Ambos configuram-se como símbolo da vida, e é justamente para afastar a morte
do caminho das pessoas, para que o sacrifício não seja o homem, que são
oferecidos.
O acaçá remete
ao maior significado que a vida pode ter: a própria vida. E por ser o grande
elemento apaziguador, que arranca a morte, a doença, a pobreza e outras mazelas
do seio da vida, tornou-se a comida e predileção de todos os orixás.Fato é que
quem não faz um bom acaçá não é um bom conhecedor do candomblé, pois as regras
e diretrizes da religião nunca foram ditadas pela intuição. “Constituem grandes
fundamentos cristalizados” ao longo de anos e anos de tradição. Aos incautos
vale afirmar que candomblé não é intuição, mas fundamento sim, e fundamentos se
aprende.
“Fundamento é o
segredo compartilhado, o detalhe que faz a diferença e a prova de que ninguém
pode enganar o orixá. O acaçá deve permanecer fechado, imaculado até o momento
de ser entregue ao orixá. Só então é retirado da folha. É como se o sagrado
tivesse de ficar oculto até a hora da oferenda, prova de que o segredo é quase
sempre um elemento consagrado.

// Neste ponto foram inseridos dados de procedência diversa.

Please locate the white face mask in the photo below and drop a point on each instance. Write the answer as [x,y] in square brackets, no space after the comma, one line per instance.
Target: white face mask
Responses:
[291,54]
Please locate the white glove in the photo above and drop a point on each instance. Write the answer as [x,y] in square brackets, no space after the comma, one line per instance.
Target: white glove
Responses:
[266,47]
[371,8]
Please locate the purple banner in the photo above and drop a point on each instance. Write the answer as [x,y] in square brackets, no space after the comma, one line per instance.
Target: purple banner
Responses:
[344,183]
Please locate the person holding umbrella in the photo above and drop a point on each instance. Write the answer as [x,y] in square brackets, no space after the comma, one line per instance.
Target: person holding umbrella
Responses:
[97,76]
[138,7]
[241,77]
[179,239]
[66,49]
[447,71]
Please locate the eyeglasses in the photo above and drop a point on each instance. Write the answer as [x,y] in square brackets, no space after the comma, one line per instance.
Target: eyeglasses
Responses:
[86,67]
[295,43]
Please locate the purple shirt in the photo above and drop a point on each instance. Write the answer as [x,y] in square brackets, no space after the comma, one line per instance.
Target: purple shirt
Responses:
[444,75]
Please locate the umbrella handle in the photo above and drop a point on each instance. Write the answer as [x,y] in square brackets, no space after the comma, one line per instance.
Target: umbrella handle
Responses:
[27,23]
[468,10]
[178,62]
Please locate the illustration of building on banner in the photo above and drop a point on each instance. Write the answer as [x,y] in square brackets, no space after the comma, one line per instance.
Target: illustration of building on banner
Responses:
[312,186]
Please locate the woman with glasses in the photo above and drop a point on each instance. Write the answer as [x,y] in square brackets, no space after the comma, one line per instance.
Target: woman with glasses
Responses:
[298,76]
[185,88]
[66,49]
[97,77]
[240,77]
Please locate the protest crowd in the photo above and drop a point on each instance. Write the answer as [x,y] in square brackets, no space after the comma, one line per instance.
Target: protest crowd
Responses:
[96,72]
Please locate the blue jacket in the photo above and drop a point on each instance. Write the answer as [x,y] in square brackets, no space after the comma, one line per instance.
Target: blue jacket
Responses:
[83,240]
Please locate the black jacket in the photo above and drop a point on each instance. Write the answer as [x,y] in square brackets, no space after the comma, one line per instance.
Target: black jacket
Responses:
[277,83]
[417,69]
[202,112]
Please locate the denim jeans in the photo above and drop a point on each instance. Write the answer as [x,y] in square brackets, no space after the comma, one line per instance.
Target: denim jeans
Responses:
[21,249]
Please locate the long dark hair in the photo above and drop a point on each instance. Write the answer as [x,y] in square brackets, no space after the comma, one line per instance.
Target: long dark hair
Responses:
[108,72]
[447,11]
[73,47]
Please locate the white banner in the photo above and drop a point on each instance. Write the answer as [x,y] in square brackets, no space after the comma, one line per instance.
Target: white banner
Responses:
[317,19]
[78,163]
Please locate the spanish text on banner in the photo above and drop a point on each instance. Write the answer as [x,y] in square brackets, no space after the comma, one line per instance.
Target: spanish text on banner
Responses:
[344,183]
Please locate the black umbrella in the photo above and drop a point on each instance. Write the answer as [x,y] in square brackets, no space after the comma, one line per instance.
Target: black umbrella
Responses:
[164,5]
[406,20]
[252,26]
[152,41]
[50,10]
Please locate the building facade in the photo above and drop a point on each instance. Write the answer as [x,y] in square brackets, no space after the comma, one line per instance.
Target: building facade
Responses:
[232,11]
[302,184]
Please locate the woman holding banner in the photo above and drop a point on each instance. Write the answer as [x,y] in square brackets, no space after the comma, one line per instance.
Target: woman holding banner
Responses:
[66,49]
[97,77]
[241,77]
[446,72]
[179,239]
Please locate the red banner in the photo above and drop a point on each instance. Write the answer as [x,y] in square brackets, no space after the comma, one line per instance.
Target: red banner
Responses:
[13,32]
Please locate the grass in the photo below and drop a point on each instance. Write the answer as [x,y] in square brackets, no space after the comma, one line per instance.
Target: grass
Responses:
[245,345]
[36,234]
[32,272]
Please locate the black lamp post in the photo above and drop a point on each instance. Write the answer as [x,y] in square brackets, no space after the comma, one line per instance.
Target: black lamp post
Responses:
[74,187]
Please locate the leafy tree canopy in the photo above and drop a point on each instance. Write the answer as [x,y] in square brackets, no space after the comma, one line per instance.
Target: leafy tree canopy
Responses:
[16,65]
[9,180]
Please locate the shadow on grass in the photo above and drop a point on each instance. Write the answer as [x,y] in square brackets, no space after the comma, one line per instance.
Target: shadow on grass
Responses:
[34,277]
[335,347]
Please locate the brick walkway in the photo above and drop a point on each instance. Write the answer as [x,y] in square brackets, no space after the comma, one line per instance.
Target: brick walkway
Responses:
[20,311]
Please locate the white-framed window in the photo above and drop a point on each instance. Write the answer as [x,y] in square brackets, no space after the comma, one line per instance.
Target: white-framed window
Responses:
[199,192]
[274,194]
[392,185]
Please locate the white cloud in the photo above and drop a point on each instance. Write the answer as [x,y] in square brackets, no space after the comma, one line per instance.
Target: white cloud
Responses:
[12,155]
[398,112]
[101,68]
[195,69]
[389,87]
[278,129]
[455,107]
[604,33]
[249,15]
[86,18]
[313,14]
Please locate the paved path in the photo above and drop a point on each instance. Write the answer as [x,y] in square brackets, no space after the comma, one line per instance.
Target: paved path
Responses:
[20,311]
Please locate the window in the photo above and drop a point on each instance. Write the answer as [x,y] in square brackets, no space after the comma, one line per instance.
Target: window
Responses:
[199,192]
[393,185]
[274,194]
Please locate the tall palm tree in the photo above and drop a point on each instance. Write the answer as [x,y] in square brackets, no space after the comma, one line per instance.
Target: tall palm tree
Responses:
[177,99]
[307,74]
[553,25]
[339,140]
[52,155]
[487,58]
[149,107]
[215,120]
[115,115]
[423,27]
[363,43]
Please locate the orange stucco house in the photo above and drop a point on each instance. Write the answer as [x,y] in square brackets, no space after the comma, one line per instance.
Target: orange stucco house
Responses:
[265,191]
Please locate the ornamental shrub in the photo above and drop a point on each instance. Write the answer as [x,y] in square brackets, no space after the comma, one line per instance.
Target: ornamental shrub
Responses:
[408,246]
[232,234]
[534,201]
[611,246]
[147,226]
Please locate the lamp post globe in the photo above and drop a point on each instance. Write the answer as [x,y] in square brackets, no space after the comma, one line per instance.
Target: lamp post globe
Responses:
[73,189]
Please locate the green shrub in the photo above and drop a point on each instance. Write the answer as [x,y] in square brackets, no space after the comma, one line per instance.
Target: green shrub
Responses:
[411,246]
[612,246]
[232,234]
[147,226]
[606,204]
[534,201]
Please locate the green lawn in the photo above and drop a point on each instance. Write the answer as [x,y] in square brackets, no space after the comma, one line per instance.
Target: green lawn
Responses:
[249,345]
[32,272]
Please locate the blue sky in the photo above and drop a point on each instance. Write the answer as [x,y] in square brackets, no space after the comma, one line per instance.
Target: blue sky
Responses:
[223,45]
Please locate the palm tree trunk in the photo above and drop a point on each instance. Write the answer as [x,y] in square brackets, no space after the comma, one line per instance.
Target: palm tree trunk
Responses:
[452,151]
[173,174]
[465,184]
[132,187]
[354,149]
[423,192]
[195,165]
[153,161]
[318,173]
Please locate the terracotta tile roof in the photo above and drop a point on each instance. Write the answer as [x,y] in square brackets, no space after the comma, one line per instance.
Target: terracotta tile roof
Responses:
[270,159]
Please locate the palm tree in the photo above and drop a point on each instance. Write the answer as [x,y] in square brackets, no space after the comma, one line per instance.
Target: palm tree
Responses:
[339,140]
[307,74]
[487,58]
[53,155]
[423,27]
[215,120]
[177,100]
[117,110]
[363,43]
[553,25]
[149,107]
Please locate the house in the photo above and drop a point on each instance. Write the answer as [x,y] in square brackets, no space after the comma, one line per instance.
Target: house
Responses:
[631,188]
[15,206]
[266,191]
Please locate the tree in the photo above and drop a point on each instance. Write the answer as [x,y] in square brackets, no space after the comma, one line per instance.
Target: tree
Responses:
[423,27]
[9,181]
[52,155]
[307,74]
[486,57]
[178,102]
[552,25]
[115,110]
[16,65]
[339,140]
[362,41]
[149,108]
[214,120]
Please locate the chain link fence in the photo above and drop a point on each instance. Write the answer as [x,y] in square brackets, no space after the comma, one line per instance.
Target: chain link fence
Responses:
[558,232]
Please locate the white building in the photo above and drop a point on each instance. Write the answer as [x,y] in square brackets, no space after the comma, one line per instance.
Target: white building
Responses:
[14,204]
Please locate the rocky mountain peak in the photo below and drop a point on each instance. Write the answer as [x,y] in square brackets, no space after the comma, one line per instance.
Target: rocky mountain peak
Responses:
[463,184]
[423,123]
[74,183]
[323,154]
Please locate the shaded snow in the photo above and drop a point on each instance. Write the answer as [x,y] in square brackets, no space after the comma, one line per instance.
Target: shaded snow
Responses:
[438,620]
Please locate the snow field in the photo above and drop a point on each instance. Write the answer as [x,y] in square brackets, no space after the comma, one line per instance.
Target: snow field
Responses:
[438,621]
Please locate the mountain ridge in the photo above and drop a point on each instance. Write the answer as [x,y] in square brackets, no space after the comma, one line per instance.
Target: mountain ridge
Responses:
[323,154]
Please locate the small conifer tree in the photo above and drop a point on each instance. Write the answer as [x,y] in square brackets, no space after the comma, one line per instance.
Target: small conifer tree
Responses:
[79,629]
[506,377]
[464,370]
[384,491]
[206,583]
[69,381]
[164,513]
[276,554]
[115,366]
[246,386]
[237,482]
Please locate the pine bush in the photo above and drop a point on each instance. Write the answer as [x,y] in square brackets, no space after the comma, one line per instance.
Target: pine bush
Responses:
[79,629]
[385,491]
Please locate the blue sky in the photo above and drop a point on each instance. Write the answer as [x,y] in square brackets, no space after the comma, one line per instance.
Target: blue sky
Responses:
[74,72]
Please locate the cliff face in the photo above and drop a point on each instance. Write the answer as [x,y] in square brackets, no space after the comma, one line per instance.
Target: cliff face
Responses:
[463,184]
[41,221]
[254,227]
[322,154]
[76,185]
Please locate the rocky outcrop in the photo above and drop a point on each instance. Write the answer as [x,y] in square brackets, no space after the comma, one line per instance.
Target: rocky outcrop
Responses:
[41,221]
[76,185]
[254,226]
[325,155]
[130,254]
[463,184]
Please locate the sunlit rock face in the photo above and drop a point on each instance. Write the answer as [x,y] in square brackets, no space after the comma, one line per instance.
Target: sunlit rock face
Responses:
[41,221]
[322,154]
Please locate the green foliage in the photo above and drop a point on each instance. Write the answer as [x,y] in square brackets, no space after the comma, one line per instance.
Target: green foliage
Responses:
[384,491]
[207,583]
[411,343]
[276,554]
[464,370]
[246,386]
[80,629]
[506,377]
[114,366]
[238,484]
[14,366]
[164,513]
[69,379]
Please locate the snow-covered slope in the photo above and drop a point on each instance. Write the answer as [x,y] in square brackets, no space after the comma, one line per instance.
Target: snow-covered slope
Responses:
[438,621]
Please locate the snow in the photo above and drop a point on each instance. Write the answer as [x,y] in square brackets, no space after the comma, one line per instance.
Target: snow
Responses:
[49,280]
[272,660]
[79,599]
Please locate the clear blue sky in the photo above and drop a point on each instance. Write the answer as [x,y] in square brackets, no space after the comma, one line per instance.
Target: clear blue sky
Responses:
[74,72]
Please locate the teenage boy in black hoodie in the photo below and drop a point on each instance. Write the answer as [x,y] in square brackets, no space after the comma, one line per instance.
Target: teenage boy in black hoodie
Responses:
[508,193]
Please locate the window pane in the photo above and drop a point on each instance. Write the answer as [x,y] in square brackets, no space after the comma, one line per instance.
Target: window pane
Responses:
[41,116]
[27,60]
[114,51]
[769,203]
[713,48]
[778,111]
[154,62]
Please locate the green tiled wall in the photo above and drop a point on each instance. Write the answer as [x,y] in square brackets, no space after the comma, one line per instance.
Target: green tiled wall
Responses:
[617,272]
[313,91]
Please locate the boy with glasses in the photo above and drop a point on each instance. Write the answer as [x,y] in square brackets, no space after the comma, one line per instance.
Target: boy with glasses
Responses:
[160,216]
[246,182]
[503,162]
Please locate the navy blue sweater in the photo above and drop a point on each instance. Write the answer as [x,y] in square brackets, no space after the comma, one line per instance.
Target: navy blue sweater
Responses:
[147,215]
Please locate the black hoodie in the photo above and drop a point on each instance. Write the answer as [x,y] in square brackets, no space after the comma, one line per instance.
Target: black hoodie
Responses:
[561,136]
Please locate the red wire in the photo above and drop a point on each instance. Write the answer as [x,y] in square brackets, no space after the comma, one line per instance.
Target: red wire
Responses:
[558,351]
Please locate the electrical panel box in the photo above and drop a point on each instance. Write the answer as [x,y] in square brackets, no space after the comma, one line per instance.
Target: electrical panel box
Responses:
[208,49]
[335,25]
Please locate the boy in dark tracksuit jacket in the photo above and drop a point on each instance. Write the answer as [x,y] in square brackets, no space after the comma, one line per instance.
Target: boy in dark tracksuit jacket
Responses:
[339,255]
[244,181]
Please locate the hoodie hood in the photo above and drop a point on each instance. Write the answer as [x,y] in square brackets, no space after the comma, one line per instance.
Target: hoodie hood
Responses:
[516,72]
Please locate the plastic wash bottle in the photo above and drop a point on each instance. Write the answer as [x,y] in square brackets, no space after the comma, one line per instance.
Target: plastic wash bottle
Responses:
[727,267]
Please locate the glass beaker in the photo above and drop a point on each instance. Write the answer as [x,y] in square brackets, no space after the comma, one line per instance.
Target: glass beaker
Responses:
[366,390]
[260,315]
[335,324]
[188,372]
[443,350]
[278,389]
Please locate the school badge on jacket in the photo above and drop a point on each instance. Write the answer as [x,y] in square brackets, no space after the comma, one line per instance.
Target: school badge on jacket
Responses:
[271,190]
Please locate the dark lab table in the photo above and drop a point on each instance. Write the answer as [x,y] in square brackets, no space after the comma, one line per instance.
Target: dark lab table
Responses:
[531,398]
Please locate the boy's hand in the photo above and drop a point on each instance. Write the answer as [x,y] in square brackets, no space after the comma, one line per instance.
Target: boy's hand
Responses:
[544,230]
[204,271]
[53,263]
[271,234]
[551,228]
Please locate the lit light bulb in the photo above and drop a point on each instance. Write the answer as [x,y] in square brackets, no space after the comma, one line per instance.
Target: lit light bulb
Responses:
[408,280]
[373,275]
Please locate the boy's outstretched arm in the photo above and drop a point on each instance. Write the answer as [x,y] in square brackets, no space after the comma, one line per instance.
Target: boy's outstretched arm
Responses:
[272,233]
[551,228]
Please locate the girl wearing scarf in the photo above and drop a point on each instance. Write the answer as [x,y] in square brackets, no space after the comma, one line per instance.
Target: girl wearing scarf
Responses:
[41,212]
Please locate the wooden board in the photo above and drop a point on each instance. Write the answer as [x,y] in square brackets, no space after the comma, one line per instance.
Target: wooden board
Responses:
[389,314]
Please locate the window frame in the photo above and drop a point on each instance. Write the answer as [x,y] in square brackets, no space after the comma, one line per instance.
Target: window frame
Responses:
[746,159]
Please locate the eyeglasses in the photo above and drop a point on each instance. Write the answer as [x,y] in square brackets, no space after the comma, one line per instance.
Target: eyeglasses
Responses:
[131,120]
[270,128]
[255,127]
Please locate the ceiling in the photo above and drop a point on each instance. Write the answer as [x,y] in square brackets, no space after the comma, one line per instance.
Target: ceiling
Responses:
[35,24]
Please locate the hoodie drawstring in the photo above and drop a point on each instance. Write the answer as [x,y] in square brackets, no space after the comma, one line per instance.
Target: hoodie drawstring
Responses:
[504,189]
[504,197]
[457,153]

E o segredo do acaçá é enrolar na folha de
bananeira, é o que mantém um terreiro de candomblé de pé. Não existe acaçá que
não seja enrolado na folha de bananeira..”
Entretanto, a
imprudência vigora em muitos terreiros e não raras vezes se ouve falar de novas
iguarias apresentadas como acaçá. Os mais comuns são os acaçá de pia e de
forma. No primeiro caso a massa de ecó, mais grossa, é colocada às colheradas
sobre o mármore das pias, onde os bolinhos esfriam antes de serem utilizados
nos ritos. Na segunda receita a massa é espalhada em uma forma e posteriormente
cortada em quadradinhos. Este é um procedimento incorreto e condenável, e as
pessoas que agem assim então fadadas ao insucesso e não podem ser consideradas
pessoas de axé.
“Não há
candomblé sem acaçá, nem acaçá sem folha. A religião dos orixás não admite modificações
na essência , e esta comida é essencial, portanto, inviolável. Primeiro vem o
acaçá antes dele só a vida. Logo, a folha de bananeira guarda uma vida. Deixar
a massa do acaçá exposto é o mesmo que deixar a vida vulnerável. Eis o grande
fundamento.”
Aqui o grande
fundamento é que o sangue dos animais jamais pode jorrar sobre os ibás sem a
presença do elemento pacificador, pois, o acaçá simboliza a paz.
Quando ofertado
e retirado do seu invólucro verde, tornando-se a comida de Oxalá que agrada a
todos os orixás, a primeira oferenda que deve ser colocada diretamente no
assentamento, juntamente com o obi e a água, antes de qualquer sacrifício.